CoT-Edit: Let CoT Guide Instruction Video Editing
Abstract
Text-driven instruction-based video editing in complex scenes remains challenging: purely textual prompts often fail to capture precise spatial relationships and physical constraints, resulting in target ambiguity and physically implausible outcomes. To address this, we propose a plan--guide--edit framework that explicitly bridges semantic intent and spatial execution. In our framework, a Chain-of-Thought (CoT)-enhanced multimodal large language model (MLLM) serves as a planner, performing structured reasoning over the video and instructions to derive a precise sequence of bounding boxes and attribute-enriched editing directives.
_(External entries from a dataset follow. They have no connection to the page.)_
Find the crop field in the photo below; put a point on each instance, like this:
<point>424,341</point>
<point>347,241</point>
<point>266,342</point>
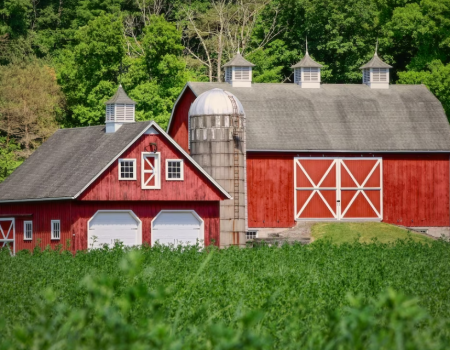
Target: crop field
<point>319,296</point>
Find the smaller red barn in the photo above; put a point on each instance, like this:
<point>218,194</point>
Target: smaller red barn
<point>127,181</point>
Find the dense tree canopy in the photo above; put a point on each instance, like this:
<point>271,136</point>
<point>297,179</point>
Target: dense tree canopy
<point>165,43</point>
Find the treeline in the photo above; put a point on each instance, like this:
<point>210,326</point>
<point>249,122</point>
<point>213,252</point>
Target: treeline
<point>60,59</point>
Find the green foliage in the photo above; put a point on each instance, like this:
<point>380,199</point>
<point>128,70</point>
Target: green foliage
<point>321,296</point>
<point>88,71</point>
<point>436,77</point>
<point>363,232</point>
<point>8,157</point>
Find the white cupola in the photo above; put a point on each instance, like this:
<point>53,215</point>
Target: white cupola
<point>307,72</point>
<point>238,72</point>
<point>376,72</point>
<point>120,109</point>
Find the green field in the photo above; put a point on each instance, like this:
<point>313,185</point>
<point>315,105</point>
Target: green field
<point>364,232</point>
<point>319,296</point>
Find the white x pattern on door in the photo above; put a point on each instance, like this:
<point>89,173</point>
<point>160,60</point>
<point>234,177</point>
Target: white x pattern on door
<point>343,198</point>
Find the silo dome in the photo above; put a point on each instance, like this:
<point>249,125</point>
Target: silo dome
<point>215,102</point>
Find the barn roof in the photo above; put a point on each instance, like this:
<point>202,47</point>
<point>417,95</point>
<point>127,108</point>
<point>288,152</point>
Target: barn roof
<point>71,159</point>
<point>340,117</point>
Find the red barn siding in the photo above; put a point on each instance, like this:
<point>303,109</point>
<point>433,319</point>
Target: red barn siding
<point>179,126</point>
<point>415,188</point>
<point>42,214</point>
<point>74,216</point>
<point>195,186</point>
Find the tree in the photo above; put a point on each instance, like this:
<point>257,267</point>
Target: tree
<point>88,71</point>
<point>436,77</point>
<point>9,158</point>
<point>30,104</point>
<point>217,34</point>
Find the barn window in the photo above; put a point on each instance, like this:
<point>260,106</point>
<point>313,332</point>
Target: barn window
<point>150,170</point>
<point>242,73</point>
<point>366,76</point>
<point>28,230</point>
<point>297,75</point>
<point>174,169</point>
<point>56,229</point>
<point>379,74</point>
<point>228,74</point>
<point>251,235</point>
<point>310,74</point>
<point>127,169</point>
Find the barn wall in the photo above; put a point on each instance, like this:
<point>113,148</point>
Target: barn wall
<point>75,215</point>
<point>41,214</point>
<point>179,126</point>
<point>415,188</point>
<point>195,186</point>
<point>146,211</point>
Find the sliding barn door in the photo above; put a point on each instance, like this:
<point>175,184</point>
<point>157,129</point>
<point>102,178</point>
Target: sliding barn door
<point>338,188</point>
<point>316,188</point>
<point>360,190</point>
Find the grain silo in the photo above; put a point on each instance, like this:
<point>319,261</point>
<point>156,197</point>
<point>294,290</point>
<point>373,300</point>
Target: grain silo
<point>217,143</point>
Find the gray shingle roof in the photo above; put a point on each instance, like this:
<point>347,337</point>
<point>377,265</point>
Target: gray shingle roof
<point>63,165</point>
<point>71,159</point>
<point>238,61</point>
<point>341,117</point>
<point>120,97</point>
<point>375,62</point>
<point>307,61</point>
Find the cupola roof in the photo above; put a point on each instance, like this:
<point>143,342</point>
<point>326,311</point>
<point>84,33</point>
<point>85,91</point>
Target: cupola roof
<point>238,61</point>
<point>120,97</point>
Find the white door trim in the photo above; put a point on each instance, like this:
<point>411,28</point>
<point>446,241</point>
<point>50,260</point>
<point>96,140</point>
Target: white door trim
<point>139,222</point>
<point>339,162</point>
<point>4,236</point>
<point>201,234</point>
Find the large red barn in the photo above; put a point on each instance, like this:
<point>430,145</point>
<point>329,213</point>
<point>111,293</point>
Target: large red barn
<point>313,151</point>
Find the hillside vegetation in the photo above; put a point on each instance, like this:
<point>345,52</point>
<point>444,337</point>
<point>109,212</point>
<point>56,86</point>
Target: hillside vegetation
<point>321,296</point>
<point>61,60</point>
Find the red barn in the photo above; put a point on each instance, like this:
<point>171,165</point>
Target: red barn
<point>314,151</point>
<point>127,181</point>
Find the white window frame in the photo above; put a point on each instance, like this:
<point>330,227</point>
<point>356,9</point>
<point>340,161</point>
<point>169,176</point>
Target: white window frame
<point>25,236</point>
<point>181,161</point>
<point>157,171</point>
<point>53,236</point>
<point>134,168</point>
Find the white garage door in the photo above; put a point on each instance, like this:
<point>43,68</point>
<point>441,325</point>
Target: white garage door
<point>177,228</point>
<point>107,227</point>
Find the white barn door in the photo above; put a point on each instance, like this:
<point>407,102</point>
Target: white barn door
<point>108,227</point>
<point>177,227</point>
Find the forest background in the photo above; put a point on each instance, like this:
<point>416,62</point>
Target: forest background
<point>60,60</point>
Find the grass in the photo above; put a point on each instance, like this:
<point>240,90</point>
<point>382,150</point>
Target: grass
<point>364,232</point>
<point>318,296</point>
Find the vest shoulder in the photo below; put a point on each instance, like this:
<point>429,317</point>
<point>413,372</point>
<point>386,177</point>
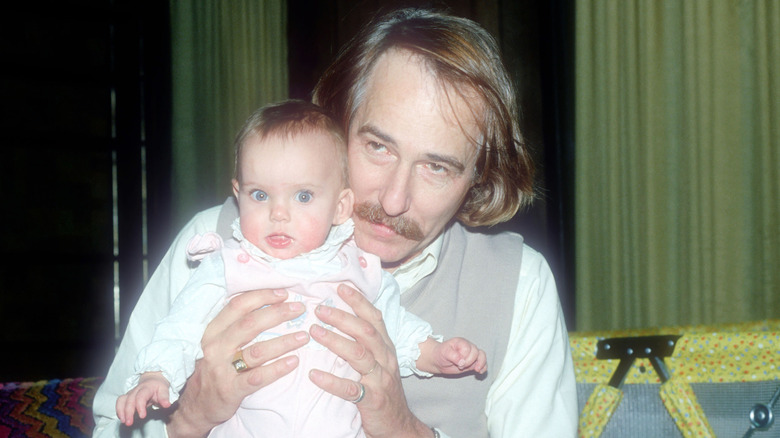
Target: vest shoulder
<point>498,240</point>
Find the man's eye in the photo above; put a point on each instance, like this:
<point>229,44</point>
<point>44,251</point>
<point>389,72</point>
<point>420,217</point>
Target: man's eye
<point>304,196</point>
<point>438,169</point>
<point>259,195</point>
<point>376,147</point>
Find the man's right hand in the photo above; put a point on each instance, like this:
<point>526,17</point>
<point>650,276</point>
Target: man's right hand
<point>215,390</point>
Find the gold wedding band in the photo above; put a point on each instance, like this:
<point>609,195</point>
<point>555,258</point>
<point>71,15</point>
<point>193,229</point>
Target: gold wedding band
<point>238,362</point>
<point>376,364</point>
<point>361,395</point>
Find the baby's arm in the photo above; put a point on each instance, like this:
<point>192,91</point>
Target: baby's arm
<point>453,356</point>
<point>152,389</point>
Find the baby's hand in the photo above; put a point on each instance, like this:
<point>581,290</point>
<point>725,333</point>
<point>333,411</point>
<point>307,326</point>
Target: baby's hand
<point>457,356</point>
<point>152,389</point>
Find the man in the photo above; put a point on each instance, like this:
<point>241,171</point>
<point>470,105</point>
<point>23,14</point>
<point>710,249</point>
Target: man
<point>433,145</point>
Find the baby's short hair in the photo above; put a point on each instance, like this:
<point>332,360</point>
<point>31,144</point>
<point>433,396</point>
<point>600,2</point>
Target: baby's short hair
<point>290,118</point>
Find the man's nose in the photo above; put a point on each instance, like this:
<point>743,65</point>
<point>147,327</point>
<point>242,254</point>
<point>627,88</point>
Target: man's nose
<point>396,195</point>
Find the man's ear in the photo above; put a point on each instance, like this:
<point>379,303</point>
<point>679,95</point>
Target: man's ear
<point>344,207</point>
<point>236,186</point>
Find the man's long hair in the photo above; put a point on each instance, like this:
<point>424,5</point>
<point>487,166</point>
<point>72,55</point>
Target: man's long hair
<point>465,59</point>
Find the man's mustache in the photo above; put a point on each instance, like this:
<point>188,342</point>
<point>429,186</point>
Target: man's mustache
<point>402,225</point>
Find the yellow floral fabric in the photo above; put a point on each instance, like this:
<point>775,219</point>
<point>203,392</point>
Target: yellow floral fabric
<point>704,354</point>
<point>598,410</point>
<point>682,405</point>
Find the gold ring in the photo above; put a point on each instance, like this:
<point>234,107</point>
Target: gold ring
<point>361,395</point>
<point>372,369</point>
<point>238,362</point>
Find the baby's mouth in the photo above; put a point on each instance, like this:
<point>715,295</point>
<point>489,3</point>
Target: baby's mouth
<point>279,241</point>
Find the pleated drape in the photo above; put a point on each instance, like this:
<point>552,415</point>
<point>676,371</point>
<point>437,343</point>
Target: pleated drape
<point>677,162</point>
<point>229,58</point>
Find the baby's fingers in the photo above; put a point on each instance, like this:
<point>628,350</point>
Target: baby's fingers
<point>161,399</point>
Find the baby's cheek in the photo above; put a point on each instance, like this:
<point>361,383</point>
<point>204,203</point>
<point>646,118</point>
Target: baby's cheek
<point>314,233</point>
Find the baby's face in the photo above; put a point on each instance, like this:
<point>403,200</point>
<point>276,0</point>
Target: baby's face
<point>291,192</point>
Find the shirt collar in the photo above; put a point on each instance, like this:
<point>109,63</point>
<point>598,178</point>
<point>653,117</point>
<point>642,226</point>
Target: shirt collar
<point>411,272</point>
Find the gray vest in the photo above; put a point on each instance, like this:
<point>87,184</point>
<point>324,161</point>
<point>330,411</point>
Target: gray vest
<point>470,294</point>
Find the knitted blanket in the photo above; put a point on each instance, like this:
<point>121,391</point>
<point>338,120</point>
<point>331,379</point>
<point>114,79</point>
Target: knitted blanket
<point>53,408</point>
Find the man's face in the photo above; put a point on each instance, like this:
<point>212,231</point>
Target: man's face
<point>411,161</point>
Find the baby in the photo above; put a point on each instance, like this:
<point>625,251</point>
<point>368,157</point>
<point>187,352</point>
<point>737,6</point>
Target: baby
<point>294,232</point>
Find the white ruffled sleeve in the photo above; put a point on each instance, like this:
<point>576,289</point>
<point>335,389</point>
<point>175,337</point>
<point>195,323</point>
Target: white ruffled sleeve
<point>405,329</point>
<point>176,343</point>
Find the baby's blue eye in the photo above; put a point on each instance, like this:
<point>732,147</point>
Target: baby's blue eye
<point>304,196</point>
<point>259,195</point>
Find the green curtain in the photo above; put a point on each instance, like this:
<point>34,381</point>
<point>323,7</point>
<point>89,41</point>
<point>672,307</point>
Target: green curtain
<point>229,57</point>
<point>677,162</point>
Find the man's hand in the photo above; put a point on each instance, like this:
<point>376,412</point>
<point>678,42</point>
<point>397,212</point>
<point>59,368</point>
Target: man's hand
<point>215,390</point>
<point>383,409</point>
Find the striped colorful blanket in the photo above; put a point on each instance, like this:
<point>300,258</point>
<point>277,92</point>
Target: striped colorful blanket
<point>53,408</point>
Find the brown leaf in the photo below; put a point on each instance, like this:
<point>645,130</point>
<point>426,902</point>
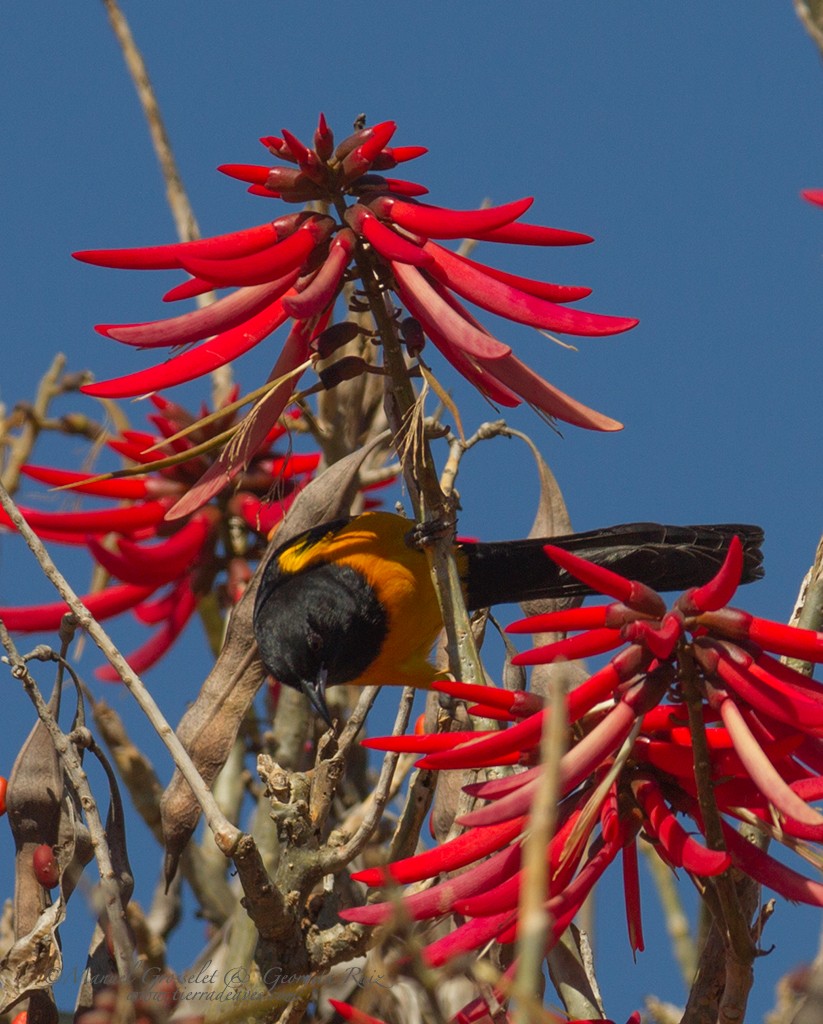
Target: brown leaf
<point>210,726</point>
<point>34,963</point>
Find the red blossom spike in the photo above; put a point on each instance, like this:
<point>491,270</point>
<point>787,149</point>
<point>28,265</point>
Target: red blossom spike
<point>720,590</point>
<point>546,397</point>
<point>762,771</point>
<point>446,895</point>
<point>306,158</point>
<point>259,422</point>
<point>420,744</point>
<point>635,595</point>
<point>381,134</point>
<point>506,300</point>
<point>473,935</point>
<point>103,604</point>
<point>277,147</point>
<point>575,765</point>
<point>480,378</point>
<point>518,701</point>
<point>254,173</point>
<point>131,488</point>
<point>395,185</point>
<point>389,244</point>
<point>181,547</point>
<point>586,645</point>
<point>765,693</point>
<point>270,263</point>
<point>233,244</point>
<point>679,847</point>
<point>152,651</point>
<point>438,222</point>
<point>776,637</point>
<point>581,699</point>
<point>196,361</point>
<point>532,235</point>
<point>457,853</point>
<point>540,289</point>
<point>313,299</point>
<point>323,139</point>
<point>349,1013</point>
<point>392,156</point>
<point>124,519</point>
<point>764,868</point>
<point>632,901</point>
<point>224,314</point>
<point>564,621</point>
<point>661,639</point>
<point>188,290</point>
<point>506,895</point>
<point>433,311</point>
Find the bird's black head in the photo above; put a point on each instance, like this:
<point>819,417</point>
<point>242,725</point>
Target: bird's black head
<point>317,628</point>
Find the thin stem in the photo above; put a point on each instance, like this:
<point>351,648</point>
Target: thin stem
<point>421,476</point>
<point>73,766</point>
<point>226,836</point>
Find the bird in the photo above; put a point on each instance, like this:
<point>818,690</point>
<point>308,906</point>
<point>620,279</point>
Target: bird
<point>352,601</point>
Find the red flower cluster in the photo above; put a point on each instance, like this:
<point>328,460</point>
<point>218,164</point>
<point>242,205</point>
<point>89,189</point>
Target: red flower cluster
<point>375,229</point>
<point>632,763</point>
<point>163,582</point>
<point>475,1013</point>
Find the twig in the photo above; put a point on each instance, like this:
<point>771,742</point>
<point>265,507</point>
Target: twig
<point>73,767</point>
<point>334,859</point>
<point>533,919</point>
<point>677,923</point>
<point>20,446</point>
<point>812,19</point>
<point>226,836</point>
<point>176,196</point>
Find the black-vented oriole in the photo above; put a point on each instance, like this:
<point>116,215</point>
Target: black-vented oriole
<point>352,601</point>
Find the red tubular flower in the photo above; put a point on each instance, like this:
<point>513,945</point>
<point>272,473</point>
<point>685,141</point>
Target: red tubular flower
<point>296,265</point>
<point>163,569</point>
<point>764,732</point>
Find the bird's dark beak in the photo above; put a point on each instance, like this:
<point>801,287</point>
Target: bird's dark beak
<point>314,690</point>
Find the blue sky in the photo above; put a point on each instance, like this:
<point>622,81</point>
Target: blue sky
<point>678,135</point>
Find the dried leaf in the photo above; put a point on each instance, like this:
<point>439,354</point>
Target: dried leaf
<point>210,726</point>
<point>34,963</point>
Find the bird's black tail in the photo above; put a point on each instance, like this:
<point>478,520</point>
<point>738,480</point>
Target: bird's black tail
<point>664,558</point>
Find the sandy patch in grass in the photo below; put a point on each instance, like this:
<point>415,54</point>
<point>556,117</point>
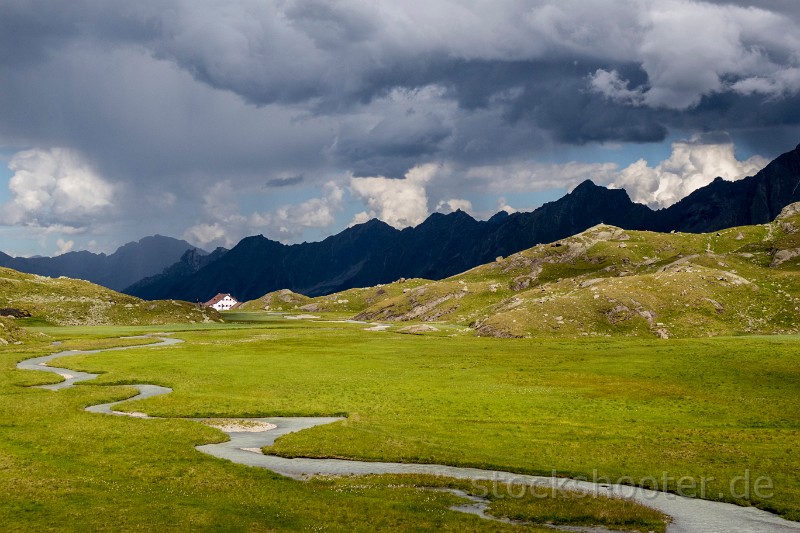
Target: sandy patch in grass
<point>254,450</point>
<point>239,426</point>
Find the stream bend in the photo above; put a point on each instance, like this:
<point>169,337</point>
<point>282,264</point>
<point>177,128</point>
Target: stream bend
<point>689,515</point>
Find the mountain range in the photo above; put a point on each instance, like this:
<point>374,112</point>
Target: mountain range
<point>602,281</point>
<point>130,263</point>
<point>444,245</point>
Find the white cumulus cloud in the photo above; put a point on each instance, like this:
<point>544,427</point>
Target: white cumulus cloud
<point>53,188</point>
<point>692,165</point>
<point>398,202</point>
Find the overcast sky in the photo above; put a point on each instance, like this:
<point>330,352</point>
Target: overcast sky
<point>211,121</point>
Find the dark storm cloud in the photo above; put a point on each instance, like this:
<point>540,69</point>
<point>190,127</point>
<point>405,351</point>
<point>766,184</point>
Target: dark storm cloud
<point>173,96</point>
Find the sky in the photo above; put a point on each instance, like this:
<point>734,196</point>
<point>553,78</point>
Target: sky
<point>211,121</point>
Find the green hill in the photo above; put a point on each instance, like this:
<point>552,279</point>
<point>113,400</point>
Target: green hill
<point>66,301</point>
<point>609,281</point>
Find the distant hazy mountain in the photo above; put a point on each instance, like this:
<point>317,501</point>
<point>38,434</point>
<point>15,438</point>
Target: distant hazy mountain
<point>445,245</point>
<point>130,263</point>
<point>190,262</point>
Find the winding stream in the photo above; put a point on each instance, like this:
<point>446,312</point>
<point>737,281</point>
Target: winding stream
<point>689,515</point>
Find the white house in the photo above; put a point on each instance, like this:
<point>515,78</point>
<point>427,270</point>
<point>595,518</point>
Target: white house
<point>223,302</point>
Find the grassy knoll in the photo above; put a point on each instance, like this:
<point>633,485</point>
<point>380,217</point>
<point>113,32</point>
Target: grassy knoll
<point>64,469</point>
<point>643,409</point>
<point>64,301</point>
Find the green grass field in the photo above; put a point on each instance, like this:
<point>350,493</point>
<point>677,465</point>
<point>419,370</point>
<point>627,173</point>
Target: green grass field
<point>713,409</point>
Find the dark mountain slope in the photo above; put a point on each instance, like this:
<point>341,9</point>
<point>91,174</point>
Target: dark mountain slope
<point>127,265</point>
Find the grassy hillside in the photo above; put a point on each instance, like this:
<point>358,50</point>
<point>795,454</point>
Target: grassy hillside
<point>609,281</point>
<point>65,301</point>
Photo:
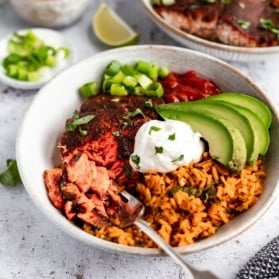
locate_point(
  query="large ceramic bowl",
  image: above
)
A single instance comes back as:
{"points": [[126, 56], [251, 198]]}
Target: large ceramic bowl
{"points": [[222, 51], [44, 121]]}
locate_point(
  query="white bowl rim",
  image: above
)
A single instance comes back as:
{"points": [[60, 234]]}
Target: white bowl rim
{"points": [[207, 43], [61, 222]]}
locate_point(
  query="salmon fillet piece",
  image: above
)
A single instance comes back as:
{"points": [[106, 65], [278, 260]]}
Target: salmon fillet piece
{"points": [[235, 23], [93, 165]]}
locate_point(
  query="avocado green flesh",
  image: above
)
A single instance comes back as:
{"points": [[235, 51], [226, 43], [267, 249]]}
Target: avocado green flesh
{"points": [[248, 102], [261, 134], [220, 109], [226, 144]]}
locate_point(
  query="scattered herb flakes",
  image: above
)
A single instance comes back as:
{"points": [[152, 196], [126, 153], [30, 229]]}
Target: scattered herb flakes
{"points": [[175, 189], [148, 103], [159, 150], [77, 121], [245, 24], [269, 25], [116, 133], [134, 113], [171, 137], [180, 158], [10, 176], [154, 129], [136, 160]]}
These spatial priors then guide a box-conditioned mask generator, transforming ambiguous global retrieval into localized, context-aware refinement and producing masks that more accurately capture object scale, contact relationships, and placement. Building on these spatial and semantic signals, a diffusion-based editor integrates the masks, enriched instructions, and frame features to render high-fidelity edits that remain temporally coherent and spatially well aligned. Trained first in a modular manner and then jointly, our framework achieves superior performance with reduced data requirements, delivering precise localization in scenes with multiple similar objects and physically consistent object additions, and extensive experiments demonstrate state-of-the-art performance over multiple strong baseline methods.